With each group she attended, Karen realised she was able to help others at different stages in their recovery, which led her to become a volunteer, and she has now launched her own face-to-face support group in North Dorset. She said: “Wherever you are in the UK, you will get a really good welcome. There’s no pressure to talk, have a cup of tea or coffee, I shall have bottled water as well.”

“Just come and have a chat if you like; it may be you just want to listen. It may be you just want to come and sit for a minute and just take stock and that’s absolutely fine.”

“But all the volunteers are here because we want to share your experience with us so that you can have a little bit of support. And sometimes we can signpost you into different places that you may not have heard of.”

Group meetings aren’t for everyone, though, and luckily the UKST is able to provide 1:1 support. Karen said: “If you are quite shy and you don’t want to be in a group setting, please ring and speak to a UKST support nurse. You will get a very understanding, very caring, compassionate conversation with them and they can signpost you, obviously on the medical side, they are trained nurses from ICU.”

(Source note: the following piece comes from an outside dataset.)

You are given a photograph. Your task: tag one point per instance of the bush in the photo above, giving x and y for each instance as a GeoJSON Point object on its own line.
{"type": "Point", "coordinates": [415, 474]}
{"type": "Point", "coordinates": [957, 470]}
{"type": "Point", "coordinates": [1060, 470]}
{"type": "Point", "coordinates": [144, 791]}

We also offer a range of information for sepsis survivors and their families, which Karen found helpful. These resources help explain some common side effects of post sepsis syndrome, such as hair loss – which Karen also experienced. She said:

“When I read the support for sepsis survivors and their families, I cried because that was so relevant to me.”

“And even if you just pick up a book and look at it, hopefully that will give you some kind of support because it I couldn’t believe that so many people had gone through similar journeys to myself.”

But for Karen, it’s all about the little wins – which she was able to track with our recovery diary. She said: “If you do ask for one of the diary packs it is amazing because certainly for me, my improvement from my first initial symptoms and condition were minuscule. But if you’ve got a diary, you can go ‘Oh, last month I couldn’t do so-and-so, but today I can’. And for me it was things like ‘I’ve only cried twice today because last week I cried four times or the previous week I cried six times’. So, it’s all about very, very minuscule little hurdles that you get over.”

We’re grateful to Karen for sharing her recovery story with others and for working to provide support to others.